Mercy, what a last few days. Just one thing after another. The small dinner party was a success, and I’m about to grill myself a hot dog, because why the hell not.
I think I had some ideas about blogs, but at the moment they have fled my brain. I should write these down. My to-do list routine is holding out, long past when I generally abandon them. But there’s something, what’s the word, centering about sitting down Sunday night or first thing Monday, turning to a fresh page in the diary, and making the list: Job 1, Job 2, personal. Maybe one of these days I’ll learn: Write it all down.
In the meantime, a question for you Californians: Where is the mine in California from which these guys are dug? Lay-deez and gennlemen, the CEO of WeWork:
Neumann is the kind of chief executive who sees pies in every sky, so it’s not surprising that even after a $14 billion step back, he calls the relationship with SoftBank “very, very, very, very positive.” While he’s known as a fierce and unpredictable negotiator whose bargaining tactics include tequila shots, he’s also always ready with a pep talk about finding your purpose, doing what you love, and making people feel less alone. Neon slogans on WeWork office walls implore you to “Hustle Harder” and “Get S#!t Done.” (More of the slogans, found in photos on the company’s website, are cycling below.) Neumann told a reporter in 2017 that WeWork’s 11-figure valuation had less to do with its revenue than its “energy and spirituality.” In a recent promotional video, he intoned, “The single most powerful word is the word ‘we.’”

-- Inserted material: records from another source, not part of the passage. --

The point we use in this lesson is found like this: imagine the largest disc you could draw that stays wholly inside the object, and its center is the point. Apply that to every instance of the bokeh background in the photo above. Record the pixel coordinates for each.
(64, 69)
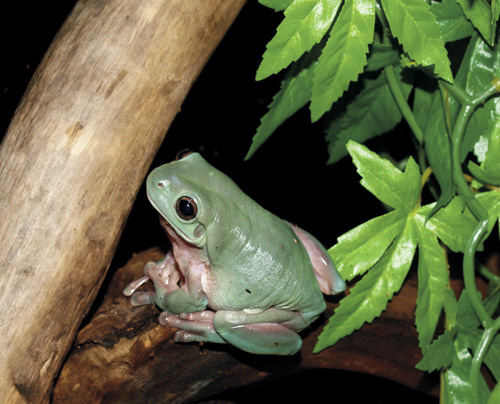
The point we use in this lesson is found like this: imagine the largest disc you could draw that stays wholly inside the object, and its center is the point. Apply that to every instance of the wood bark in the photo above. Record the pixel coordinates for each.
(73, 159)
(124, 356)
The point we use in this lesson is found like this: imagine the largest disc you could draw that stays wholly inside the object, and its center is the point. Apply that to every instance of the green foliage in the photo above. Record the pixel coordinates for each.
(363, 67)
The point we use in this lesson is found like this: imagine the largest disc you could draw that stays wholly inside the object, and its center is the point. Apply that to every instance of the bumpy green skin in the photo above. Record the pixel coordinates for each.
(244, 274)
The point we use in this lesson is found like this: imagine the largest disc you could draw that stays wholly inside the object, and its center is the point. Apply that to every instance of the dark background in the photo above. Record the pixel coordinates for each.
(288, 175)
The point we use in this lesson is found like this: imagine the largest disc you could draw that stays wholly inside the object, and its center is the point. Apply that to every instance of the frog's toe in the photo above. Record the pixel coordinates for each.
(142, 298)
(200, 328)
(133, 286)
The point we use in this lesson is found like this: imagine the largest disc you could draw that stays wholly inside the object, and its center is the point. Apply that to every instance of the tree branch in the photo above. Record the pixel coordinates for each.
(73, 159)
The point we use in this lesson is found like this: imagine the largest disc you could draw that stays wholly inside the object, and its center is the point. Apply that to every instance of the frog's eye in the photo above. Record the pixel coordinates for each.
(182, 154)
(186, 207)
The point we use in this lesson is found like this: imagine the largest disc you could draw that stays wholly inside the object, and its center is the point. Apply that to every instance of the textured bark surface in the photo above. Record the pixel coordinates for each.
(73, 159)
(124, 356)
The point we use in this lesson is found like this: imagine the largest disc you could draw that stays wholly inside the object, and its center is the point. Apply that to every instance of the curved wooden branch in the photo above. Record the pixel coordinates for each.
(73, 159)
(124, 356)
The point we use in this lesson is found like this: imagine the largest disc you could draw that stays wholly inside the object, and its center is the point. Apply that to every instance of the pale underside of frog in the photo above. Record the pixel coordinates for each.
(236, 273)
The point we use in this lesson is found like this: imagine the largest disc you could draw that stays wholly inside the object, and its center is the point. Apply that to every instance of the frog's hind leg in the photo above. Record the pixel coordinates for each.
(271, 332)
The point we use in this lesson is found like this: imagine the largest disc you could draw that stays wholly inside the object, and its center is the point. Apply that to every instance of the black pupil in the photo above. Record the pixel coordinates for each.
(186, 208)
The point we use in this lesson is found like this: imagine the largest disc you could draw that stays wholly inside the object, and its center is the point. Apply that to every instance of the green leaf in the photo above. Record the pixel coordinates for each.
(384, 180)
(369, 297)
(440, 353)
(479, 68)
(491, 202)
(344, 55)
(457, 386)
(438, 148)
(359, 249)
(451, 20)
(305, 23)
(372, 113)
(432, 284)
(424, 91)
(479, 12)
(495, 395)
(294, 94)
(453, 224)
(415, 26)
(489, 171)
(380, 56)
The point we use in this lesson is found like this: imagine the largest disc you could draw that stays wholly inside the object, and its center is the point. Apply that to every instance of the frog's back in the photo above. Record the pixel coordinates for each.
(261, 264)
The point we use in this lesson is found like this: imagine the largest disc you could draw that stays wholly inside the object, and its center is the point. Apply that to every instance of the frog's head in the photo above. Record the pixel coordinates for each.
(183, 191)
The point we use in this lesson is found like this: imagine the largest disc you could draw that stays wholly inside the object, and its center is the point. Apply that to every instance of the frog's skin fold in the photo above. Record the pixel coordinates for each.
(236, 273)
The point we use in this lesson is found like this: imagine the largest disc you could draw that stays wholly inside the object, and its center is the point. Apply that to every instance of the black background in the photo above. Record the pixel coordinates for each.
(288, 175)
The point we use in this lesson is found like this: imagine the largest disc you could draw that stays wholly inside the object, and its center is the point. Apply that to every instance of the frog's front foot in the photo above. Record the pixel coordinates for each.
(164, 276)
(271, 332)
(193, 327)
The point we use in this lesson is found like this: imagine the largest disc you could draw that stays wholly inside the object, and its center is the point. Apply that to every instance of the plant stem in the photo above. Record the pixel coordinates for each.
(400, 100)
(490, 327)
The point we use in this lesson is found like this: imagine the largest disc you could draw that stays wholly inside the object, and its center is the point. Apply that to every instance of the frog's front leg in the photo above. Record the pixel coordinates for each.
(175, 291)
(270, 332)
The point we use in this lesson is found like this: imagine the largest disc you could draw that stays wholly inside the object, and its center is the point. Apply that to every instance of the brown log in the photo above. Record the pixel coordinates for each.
(73, 159)
(124, 356)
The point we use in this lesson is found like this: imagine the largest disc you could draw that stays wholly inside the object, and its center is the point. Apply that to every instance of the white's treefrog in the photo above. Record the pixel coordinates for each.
(237, 273)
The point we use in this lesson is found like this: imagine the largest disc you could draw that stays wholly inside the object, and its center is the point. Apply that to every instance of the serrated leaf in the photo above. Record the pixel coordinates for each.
(452, 224)
(458, 387)
(415, 26)
(432, 283)
(438, 148)
(393, 187)
(489, 171)
(495, 395)
(380, 56)
(480, 66)
(369, 297)
(359, 249)
(451, 20)
(491, 202)
(440, 353)
(344, 55)
(372, 113)
(294, 94)
(479, 12)
(305, 24)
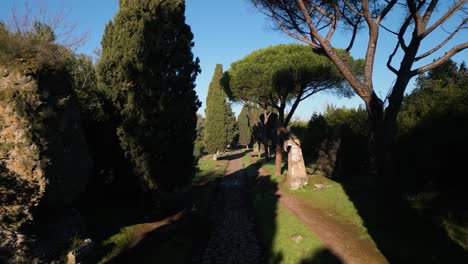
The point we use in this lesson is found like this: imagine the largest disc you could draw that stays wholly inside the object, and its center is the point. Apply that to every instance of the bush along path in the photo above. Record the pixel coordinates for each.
(233, 237)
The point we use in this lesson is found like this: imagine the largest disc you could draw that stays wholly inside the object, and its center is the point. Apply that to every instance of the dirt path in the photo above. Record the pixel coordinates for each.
(233, 239)
(340, 238)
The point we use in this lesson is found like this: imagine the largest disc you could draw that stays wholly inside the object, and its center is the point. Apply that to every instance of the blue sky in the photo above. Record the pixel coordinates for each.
(225, 31)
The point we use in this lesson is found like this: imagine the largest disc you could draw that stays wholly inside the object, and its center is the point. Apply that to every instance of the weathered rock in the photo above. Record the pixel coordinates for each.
(296, 237)
(320, 186)
(297, 174)
(44, 160)
(81, 253)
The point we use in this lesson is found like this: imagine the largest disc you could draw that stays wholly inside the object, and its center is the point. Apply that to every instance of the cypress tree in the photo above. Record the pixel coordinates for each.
(215, 127)
(230, 124)
(245, 128)
(148, 71)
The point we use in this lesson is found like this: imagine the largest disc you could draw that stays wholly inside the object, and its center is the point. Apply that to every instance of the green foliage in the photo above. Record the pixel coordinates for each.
(336, 140)
(284, 70)
(245, 127)
(200, 127)
(215, 122)
(90, 98)
(231, 126)
(148, 71)
(32, 52)
(432, 131)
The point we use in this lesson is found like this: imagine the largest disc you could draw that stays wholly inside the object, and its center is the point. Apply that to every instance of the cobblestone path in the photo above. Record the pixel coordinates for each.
(233, 238)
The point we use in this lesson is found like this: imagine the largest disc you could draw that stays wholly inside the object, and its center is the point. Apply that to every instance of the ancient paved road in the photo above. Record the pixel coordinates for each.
(233, 239)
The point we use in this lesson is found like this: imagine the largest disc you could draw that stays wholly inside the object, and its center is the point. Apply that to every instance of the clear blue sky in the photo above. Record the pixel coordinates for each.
(225, 31)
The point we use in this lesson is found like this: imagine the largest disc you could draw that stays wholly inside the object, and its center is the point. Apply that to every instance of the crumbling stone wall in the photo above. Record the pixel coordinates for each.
(44, 160)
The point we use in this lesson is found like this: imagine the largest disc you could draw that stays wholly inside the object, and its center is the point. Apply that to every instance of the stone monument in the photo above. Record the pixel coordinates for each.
(297, 174)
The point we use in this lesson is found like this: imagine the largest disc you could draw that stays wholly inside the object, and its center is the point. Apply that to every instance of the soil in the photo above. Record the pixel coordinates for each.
(233, 238)
(342, 239)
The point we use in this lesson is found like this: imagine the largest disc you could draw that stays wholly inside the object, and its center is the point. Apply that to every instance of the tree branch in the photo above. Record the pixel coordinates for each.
(436, 48)
(444, 18)
(441, 60)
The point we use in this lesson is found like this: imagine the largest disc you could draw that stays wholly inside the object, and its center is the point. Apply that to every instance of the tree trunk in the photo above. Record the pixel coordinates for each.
(279, 146)
(267, 150)
(377, 146)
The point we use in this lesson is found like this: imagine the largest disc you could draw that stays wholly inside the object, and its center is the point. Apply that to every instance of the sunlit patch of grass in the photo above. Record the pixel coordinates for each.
(458, 232)
(277, 227)
(120, 242)
(206, 167)
(332, 199)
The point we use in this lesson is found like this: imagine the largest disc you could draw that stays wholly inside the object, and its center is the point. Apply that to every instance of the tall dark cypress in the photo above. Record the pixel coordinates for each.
(148, 72)
(215, 127)
(245, 127)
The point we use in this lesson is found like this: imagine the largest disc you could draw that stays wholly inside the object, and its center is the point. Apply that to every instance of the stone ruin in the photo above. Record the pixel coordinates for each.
(297, 174)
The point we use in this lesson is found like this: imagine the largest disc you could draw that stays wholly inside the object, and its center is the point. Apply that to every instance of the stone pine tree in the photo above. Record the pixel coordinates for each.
(215, 130)
(245, 129)
(148, 71)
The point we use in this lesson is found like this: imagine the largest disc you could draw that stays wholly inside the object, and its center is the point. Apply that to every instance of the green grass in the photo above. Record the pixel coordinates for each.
(333, 199)
(277, 226)
(206, 165)
(119, 242)
(276, 231)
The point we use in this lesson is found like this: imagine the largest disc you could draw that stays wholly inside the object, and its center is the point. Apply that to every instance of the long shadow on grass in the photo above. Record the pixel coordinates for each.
(265, 199)
(401, 233)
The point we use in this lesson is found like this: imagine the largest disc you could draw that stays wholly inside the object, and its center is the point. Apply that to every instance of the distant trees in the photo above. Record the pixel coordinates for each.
(316, 22)
(230, 124)
(245, 127)
(215, 114)
(283, 75)
(148, 71)
(432, 129)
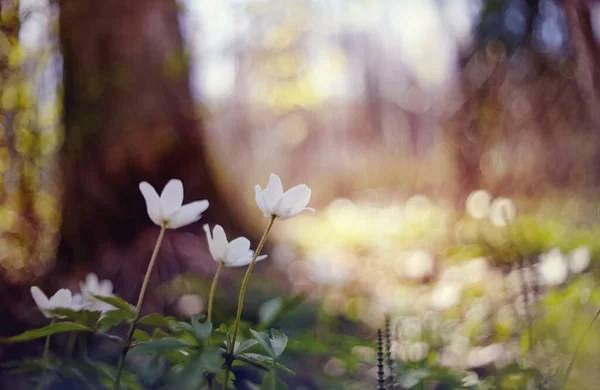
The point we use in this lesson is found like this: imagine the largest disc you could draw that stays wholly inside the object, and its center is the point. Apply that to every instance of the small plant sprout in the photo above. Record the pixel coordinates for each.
(168, 212)
(275, 204)
(236, 253)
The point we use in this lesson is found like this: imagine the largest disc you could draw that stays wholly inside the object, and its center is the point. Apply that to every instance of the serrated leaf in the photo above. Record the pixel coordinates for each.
(115, 317)
(51, 329)
(269, 309)
(222, 329)
(247, 344)
(83, 317)
(153, 371)
(157, 319)
(202, 330)
(278, 342)
(160, 346)
(158, 334)
(284, 369)
(116, 302)
(258, 358)
(270, 382)
(412, 378)
(194, 371)
(264, 340)
(141, 336)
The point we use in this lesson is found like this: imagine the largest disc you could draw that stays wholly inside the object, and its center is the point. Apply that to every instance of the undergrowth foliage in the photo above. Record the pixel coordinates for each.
(198, 354)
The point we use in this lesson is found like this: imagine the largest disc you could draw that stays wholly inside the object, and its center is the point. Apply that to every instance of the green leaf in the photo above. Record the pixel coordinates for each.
(116, 302)
(153, 371)
(160, 346)
(202, 330)
(158, 333)
(51, 329)
(284, 369)
(268, 310)
(270, 382)
(247, 344)
(157, 319)
(413, 377)
(83, 317)
(141, 336)
(115, 317)
(278, 342)
(264, 340)
(222, 329)
(194, 371)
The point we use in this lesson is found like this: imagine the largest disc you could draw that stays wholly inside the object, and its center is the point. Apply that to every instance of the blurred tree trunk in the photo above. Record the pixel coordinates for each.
(586, 53)
(129, 116)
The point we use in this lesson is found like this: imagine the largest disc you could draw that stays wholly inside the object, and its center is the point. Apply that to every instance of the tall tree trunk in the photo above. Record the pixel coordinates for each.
(129, 116)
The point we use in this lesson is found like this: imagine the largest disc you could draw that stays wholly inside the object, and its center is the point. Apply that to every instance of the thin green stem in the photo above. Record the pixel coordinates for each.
(45, 356)
(572, 362)
(213, 288)
(238, 316)
(131, 331)
(71, 345)
(47, 345)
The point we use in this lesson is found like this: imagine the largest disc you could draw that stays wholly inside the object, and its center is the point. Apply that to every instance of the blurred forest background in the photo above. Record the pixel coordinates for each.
(392, 111)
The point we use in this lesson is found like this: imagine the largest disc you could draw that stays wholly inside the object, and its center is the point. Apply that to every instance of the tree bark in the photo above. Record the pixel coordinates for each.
(129, 117)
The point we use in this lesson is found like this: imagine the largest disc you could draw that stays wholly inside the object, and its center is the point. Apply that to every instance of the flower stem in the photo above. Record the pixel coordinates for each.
(572, 362)
(47, 345)
(127, 345)
(238, 316)
(213, 287)
(45, 357)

…“Everyone wants to know what ARK is. I think it’s going to be amazing,” Neumann says one morning last month at WeWork’s headquarters in Manhattan’s Chelsea neighborhood. Throughout our conversation, he’s at ease making grand statements, as if the dreary details will fall in line later as long as the vision is bold enough. He’s also hungry. It’s just past 11:30 a.m. when a male assistant in a black baseball cap delivers a shallow gray ceramic bowl with brown grains and a spoon. “I haven’t broken my fast yet,” the 40-year-old CEO says apologetically, instead of using the word “breakfast.” He’s clearly a big fan of the oats, sourced from Dan Barber, an “amazingly interesting” farm-to-table chef developing grains with “amazing qualities.” (These are high in fat.) Neumann invested in Barber’s seed company, Row 7, last year.
My editor and I looked at one of the Detroit WeWork spaces when we were expanding last year. It was as advertised above — very slogan-y, very go-team-y, and there’s free beer. It was also pretty expensive for what we wanted. The space was tight, and the walls were glass. There was a therapist in one of them; when I expressed amazement, the guide said, “she has curtains.”
So I’m not surprised to hear that the CEO appears to think that dreary details will fall into line later as long as the vision is bold enough.
We stayed in our cruddy suite of offices, and it’s fine.
I hope this week is easier than the last. I expect it will.